Uyanınca ağzımda fazladan bir rüya tadı
ellerimde barut kokusu, dudaklarımda kadın kokusu.
biraz hızlı seviştim, ya da hızlı sevmiştim
hızlı akınca damarlarımdaki sıvılar, aklımı kaçırıyorum
teninin iplerini kaçırıyorum, çırılçıplak kadınları kaçırıyorum
ruhlarını.isimlerini.akıllarını kaçırıyorum.
Gözlerimi açınca devrimi kaçırıyorum.

Kendi içimdeki devrime yetişemedim, sen gördün mü?
Sence de çok değişmedi mi şehir; biraz aydınlık çokça mutluluk
az biraz hüzün mevsimi, bir kaç parça şiir ve iki üç isim. Şimdilik bunlara sahibim.

Kaybolmuşlar var. Belki unutulmuşlar. Unutmam gerekmişse haklıyımdır muhakkak!
.Öyle kalsınlar
Ama aferin Tanrı'ya yakışıklı kaderleri, güzel yollara çıkartıyor
yağmurla tenime dokunan melekleri de, adımı temize çıkartıyor.
Harika bir ekip oldu Tanrı, melekler, şiir yazılan kadınlar ve devrim.
Bahse girerim huzur kaçınılmaz, birazdan yağar üzerime.

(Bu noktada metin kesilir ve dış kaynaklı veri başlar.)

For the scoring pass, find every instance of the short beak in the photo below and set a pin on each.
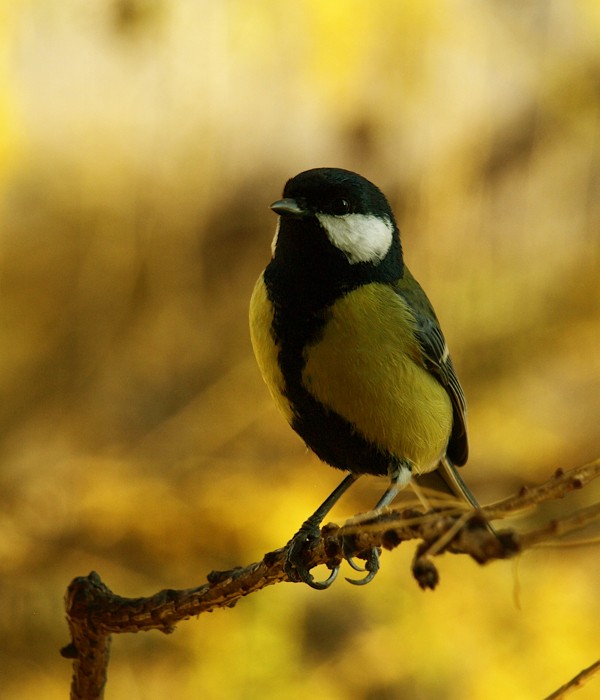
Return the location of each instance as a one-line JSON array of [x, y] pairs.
[[287, 207]]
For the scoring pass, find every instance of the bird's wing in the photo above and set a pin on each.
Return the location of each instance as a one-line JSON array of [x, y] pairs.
[[436, 359]]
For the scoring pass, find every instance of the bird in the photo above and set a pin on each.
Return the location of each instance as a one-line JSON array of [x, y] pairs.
[[352, 352]]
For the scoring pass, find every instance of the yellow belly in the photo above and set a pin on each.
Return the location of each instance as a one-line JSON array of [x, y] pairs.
[[367, 370]]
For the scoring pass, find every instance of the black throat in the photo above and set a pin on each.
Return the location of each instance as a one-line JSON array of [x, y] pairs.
[[304, 278]]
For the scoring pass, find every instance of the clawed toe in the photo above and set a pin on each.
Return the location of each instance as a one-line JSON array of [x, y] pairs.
[[371, 566]]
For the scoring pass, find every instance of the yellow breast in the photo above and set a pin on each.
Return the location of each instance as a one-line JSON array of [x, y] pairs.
[[366, 368], [265, 349]]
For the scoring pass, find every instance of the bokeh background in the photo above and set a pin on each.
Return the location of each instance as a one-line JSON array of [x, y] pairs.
[[141, 142]]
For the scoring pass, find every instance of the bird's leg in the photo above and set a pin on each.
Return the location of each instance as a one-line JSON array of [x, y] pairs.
[[308, 533], [400, 475]]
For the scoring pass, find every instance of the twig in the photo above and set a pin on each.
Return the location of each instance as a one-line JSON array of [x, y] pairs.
[[575, 682], [94, 612]]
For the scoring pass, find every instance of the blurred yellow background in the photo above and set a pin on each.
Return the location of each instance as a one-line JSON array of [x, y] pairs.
[[141, 142]]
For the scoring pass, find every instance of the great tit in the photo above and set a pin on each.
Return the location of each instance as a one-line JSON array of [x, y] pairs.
[[351, 349]]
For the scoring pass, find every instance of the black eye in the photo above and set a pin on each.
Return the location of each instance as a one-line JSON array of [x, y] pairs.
[[339, 207]]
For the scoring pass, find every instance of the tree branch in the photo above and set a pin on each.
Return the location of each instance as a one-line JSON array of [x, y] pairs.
[[94, 612]]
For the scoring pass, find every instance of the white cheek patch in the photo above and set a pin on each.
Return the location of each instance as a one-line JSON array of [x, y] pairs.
[[274, 241], [362, 238]]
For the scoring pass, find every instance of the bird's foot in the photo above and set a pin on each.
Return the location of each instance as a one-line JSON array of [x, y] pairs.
[[295, 565], [371, 567]]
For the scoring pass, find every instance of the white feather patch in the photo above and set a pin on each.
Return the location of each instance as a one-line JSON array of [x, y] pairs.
[[362, 238], [274, 241]]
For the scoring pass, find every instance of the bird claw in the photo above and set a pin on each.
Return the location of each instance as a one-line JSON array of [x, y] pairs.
[[371, 565], [294, 566]]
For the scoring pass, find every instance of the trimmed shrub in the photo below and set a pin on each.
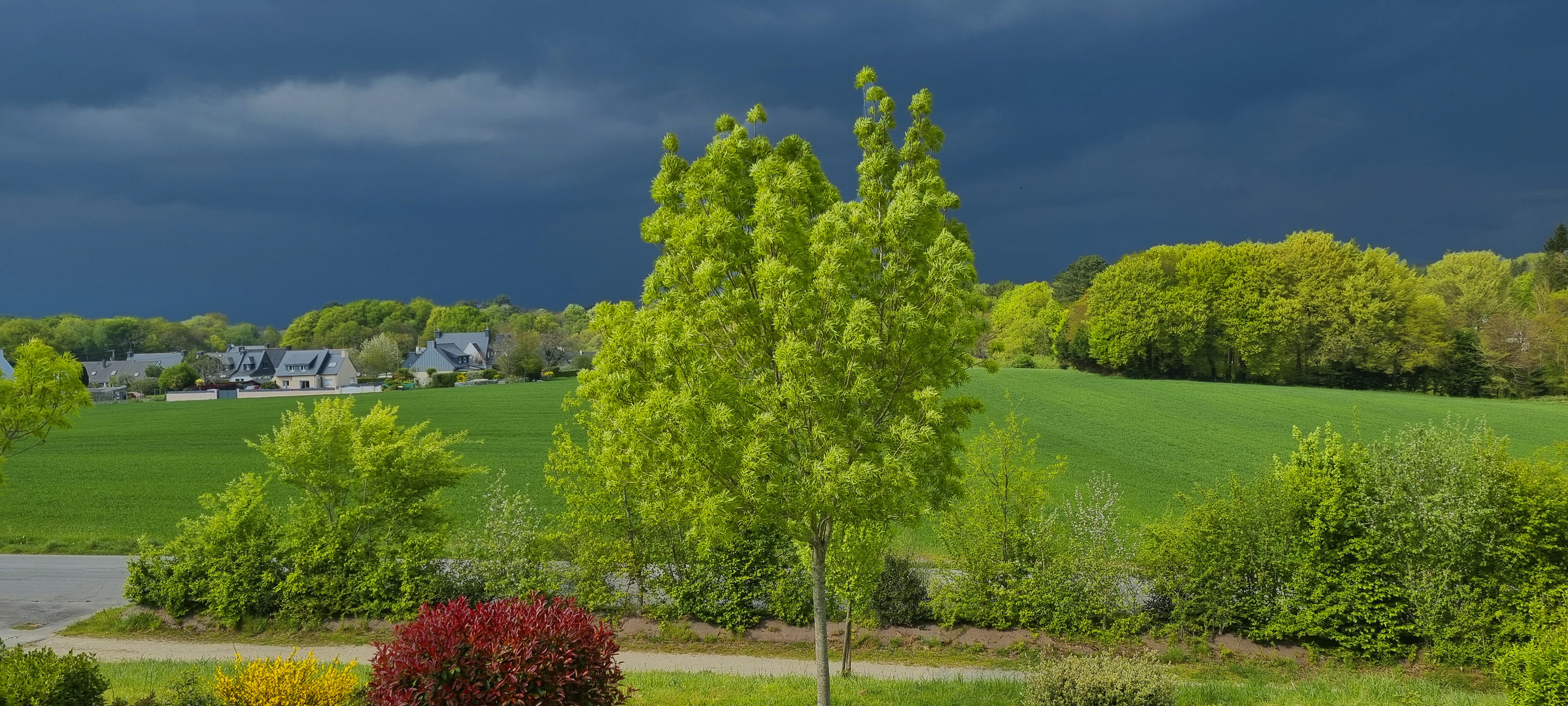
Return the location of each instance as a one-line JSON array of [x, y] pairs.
[[1100, 681], [286, 681], [517, 652], [43, 679], [899, 597], [1537, 673]]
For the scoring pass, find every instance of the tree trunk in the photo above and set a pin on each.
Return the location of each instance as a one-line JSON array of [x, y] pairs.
[[819, 603], [849, 630]]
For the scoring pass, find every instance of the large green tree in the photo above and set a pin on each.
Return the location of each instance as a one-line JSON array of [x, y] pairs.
[[793, 350], [43, 397]]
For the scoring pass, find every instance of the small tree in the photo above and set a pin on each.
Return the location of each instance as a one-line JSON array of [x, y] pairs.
[[371, 520], [377, 357], [179, 375], [793, 352], [46, 393], [209, 367]]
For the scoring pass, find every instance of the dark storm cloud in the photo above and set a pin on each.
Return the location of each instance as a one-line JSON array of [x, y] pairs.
[[261, 159]]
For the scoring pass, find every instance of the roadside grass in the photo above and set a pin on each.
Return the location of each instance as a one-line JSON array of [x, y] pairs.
[[137, 468], [1197, 688]]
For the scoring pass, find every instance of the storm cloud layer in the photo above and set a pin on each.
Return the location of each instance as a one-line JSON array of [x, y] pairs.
[[261, 159]]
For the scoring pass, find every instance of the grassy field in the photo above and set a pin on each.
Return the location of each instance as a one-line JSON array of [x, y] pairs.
[[137, 468], [1233, 684]]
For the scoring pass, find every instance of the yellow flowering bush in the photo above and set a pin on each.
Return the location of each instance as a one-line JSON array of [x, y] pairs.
[[286, 683]]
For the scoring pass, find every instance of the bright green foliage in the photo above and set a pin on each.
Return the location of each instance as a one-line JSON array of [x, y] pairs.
[[43, 679], [364, 537], [223, 563], [1535, 673], [1100, 681], [455, 319], [371, 524], [43, 397], [1023, 322], [510, 550], [726, 581], [1429, 539], [1021, 562], [179, 375], [791, 354], [379, 355]]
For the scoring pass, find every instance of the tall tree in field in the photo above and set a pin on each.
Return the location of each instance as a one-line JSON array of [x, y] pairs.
[[46, 393], [789, 360]]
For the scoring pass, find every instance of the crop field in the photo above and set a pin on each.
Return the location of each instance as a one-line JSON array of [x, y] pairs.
[[137, 468]]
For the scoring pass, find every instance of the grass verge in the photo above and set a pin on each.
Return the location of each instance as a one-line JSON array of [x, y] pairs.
[[1225, 684]]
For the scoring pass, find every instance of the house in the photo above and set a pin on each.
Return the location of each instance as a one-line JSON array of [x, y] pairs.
[[250, 363], [316, 369], [105, 374], [451, 352]]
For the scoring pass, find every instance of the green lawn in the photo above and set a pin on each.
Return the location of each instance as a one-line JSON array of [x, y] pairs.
[[137, 468], [1236, 686]]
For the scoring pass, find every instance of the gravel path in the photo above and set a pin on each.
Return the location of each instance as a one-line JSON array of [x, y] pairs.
[[726, 664]]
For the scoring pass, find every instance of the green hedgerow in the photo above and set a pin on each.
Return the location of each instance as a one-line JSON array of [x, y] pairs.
[[1100, 681]]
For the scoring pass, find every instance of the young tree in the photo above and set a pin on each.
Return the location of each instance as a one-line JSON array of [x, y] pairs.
[[207, 367], [46, 393], [379, 355], [179, 375], [791, 354]]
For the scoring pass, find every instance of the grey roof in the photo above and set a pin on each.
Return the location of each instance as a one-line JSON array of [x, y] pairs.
[[242, 361], [320, 361], [480, 339], [101, 371], [444, 357], [162, 360]]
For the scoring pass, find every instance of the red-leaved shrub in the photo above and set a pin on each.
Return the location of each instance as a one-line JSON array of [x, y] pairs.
[[511, 652]]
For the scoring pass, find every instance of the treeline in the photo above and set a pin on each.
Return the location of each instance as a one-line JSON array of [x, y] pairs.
[[97, 339], [1308, 310], [554, 336]]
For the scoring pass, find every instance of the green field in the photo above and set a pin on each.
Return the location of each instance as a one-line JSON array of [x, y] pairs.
[[137, 468]]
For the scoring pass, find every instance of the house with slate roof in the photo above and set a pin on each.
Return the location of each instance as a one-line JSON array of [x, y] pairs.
[[316, 369], [132, 367], [451, 352], [250, 363]]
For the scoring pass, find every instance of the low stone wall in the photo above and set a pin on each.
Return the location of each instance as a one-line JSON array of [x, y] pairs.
[[192, 394]]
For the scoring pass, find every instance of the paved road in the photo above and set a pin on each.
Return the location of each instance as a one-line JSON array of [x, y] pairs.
[[50, 592]]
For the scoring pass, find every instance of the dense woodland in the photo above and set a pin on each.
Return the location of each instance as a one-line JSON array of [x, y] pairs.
[[1308, 310]]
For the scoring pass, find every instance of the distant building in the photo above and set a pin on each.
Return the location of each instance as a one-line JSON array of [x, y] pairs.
[[451, 352], [105, 374], [316, 369], [250, 363]]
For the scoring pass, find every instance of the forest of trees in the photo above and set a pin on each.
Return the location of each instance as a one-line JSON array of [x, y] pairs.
[[1308, 310]]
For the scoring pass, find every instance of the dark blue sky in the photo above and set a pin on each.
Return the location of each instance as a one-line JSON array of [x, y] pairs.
[[261, 159]]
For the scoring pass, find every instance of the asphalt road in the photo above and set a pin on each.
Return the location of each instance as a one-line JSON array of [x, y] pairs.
[[41, 594]]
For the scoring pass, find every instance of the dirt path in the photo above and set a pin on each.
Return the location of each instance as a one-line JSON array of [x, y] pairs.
[[728, 664]]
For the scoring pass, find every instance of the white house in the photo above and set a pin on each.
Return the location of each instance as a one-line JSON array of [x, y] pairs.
[[316, 369]]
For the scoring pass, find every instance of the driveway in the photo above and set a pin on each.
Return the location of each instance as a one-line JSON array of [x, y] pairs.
[[41, 594]]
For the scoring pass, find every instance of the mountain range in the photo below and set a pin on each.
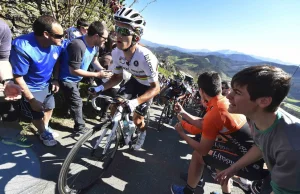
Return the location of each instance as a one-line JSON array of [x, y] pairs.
[[234, 55]]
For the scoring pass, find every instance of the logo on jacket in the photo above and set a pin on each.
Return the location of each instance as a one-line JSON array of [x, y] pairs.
[[122, 60], [136, 63]]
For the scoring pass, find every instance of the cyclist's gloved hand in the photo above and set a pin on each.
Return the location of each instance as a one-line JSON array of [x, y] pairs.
[[132, 104], [96, 89]]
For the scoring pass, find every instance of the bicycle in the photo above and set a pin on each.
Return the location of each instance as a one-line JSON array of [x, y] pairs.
[[167, 113], [96, 146]]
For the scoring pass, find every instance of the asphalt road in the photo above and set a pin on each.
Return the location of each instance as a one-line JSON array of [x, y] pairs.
[[149, 171]]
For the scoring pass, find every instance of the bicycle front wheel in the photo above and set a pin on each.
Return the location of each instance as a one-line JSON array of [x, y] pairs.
[[87, 161]]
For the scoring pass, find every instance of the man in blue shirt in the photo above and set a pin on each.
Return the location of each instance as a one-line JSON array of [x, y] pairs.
[[75, 60], [33, 57]]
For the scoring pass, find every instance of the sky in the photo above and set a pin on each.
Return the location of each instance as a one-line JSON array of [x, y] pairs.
[[267, 28]]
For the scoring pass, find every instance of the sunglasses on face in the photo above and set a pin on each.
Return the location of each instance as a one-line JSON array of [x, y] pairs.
[[123, 31], [56, 36], [105, 38]]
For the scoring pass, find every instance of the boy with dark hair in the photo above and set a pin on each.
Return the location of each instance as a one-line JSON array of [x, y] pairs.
[[80, 29], [233, 129], [257, 92], [75, 60]]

Derken ikindi oluyor, akşama doğru unutuluyor dün.
Tanrı benimle konuşuyor, ben onunla konuşmaya bayılıyorum
diyorum; Tanrım ne zaman devrim olacak?
diyor; Hala farkında değilsin demek ki?

Gökyüzüne kafamı kaldırınca kendimi görüyorum, içimi.
Çocukluğum, güzel hatıralar. Sonra anlıyorum devrim bitmiş bile.
Bir kadın geliyor, gölgelere saklanmış.
Beni öpüyor. Cesur kadınlara bayılıyorum.
Sarılıyorum. Sarılmak devrimin ilk şartıymışçasına sarılıyorum, devriliyoruz.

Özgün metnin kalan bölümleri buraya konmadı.